Stand up to currency manipulators. There is no reason that an innovative, productive economy like the United States has to run a persistent trade deficit. We are being manipulated by the central banks and sovereign wealth funds of East Asian and OPEC nations, plain and simple. The inflow of these excess savings must be matched by an equal trade deficit, artificially suppressing American manufacturing. For example, there is no reason that manufacturing of high tech goods for American companies, which requires relatively little labor, should be done in Asia and not at least mostly in the United States. We are needlessly allowing excess capital formation outside of our borders. While I think the corporate tax reform mentioned above will help in this regard, we should also explore a wider array of "sticks" like currency interventions, tariffs and capital controls in addition to diplomatic "carrots" like trade deals in seeking to promote trade balance. (Our trade deficit is currently 4% of GDP.) I know that such a proposal will spark warnings of "trade wars", but in reality other countries use these types of tools all the time (Switzerland did this week) and if they are used to negotiate an end to market interference by the other country, there should be no long term repercussions.
Stop encouraging inflation. One of the biggest fallacies in all of economics is that you need positive inflation for the economy to work properly. It is absolute hogwash. Prices were basically flat for the hundred years prior to World War I and the US economy grew faster than ever. All inflation does is transfer purchasing power from ordinary people to the elites who know how to profit from inflation in the financial markets. Stopping inflation would also have the benefit of making finance boring again, which would stop the drain of talent and capital from the real economy toward non-productive endeavors like designing the latest hedge fund trading algorithm or speculating in commodities. While targeting zero inflation wouldn't create jobs per se, it would lift the real income of American workers, since prices have been rising faster than wages.
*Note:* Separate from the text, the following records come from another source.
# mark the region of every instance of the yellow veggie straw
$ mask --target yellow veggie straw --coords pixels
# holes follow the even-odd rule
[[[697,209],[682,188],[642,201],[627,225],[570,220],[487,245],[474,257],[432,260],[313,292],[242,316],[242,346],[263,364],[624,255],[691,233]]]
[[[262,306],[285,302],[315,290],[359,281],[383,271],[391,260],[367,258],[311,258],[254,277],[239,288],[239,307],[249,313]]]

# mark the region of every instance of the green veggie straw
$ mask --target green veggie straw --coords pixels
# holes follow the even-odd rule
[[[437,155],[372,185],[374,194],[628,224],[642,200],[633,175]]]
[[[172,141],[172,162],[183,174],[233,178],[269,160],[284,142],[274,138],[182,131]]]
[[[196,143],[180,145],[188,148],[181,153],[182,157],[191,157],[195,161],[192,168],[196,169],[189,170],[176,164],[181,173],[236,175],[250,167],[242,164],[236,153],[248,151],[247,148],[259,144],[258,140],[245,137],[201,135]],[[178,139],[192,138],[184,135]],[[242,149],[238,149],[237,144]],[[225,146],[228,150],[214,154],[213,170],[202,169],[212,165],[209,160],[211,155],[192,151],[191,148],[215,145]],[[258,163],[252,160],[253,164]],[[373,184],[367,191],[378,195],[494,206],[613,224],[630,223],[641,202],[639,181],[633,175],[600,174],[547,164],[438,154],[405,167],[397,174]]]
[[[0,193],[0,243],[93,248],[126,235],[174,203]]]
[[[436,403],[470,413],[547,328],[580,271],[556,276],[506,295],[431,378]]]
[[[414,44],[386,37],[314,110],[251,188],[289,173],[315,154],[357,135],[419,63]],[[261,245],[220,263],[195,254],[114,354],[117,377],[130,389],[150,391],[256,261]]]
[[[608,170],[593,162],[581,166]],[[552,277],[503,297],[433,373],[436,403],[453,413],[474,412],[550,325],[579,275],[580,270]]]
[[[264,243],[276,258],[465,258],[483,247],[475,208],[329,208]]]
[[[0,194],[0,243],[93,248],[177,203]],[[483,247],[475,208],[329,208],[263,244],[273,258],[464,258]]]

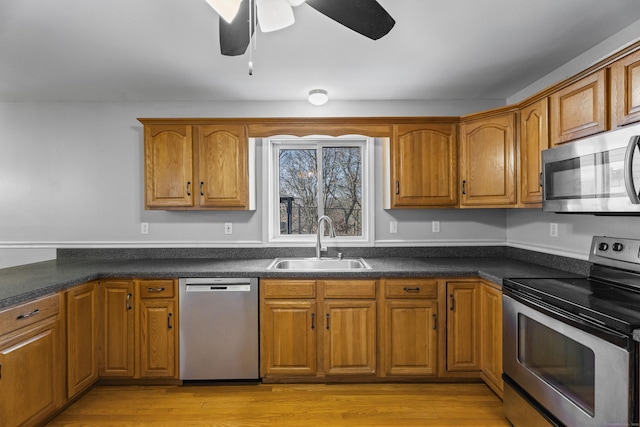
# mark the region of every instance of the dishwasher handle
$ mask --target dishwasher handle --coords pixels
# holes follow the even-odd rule
[[[251,285],[223,285],[217,283],[187,284],[186,292],[251,292]]]

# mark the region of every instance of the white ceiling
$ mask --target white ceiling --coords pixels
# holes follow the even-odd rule
[[[0,101],[505,99],[640,19],[638,0],[379,3],[378,41],[296,8],[249,76],[205,0],[2,0]]]

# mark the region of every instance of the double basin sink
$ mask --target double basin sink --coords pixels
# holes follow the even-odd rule
[[[288,271],[352,271],[370,270],[362,258],[276,258],[267,270]]]

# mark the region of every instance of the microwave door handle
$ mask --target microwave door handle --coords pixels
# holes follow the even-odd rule
[[[632,136],[627,145],[627,152],[624,155],[624,186],[627,189],[627,195],[634,205],[640,204],[638,193],[633,183],[633,155],[636,147],[640,145],[640,135]]]

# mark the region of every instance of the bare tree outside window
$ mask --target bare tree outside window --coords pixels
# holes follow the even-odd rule
[[[328,215],[337,235],[362,236],[362,149],[311,146],[279,150],[280,234],[314,234]]]

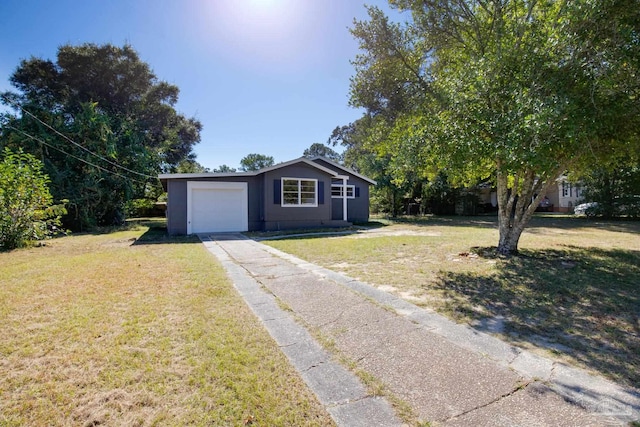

I frankly don't understand what the Fed has been trying to accomplish lately. The dollar is already at the bottom of its long term trading range and gold prices are soaring. Asset prices are generally pretty expensive. It's time for a new approach.
All of these ideas are incremental steps toward what I think should also be America's new (or at least modified) long term economic strategy. I also include some revenue offsets designed pay for these programs in a way that would not harm the economy and would also serve our long term goals. I realize that some of these proposals cut strongly against the conventional "wisdom", and I don't care. The long term goals are to get more Americans working, to make sure they get paid more by their employers, to produce more domestic investment and to pay for it with more domestic savings. It can be done. We shouldn't expect miracles, however. The economy is going to be abnormally weak for some time to come. This is the time, however, that we can band together to build a long term foundation for strong growth and general prosperity.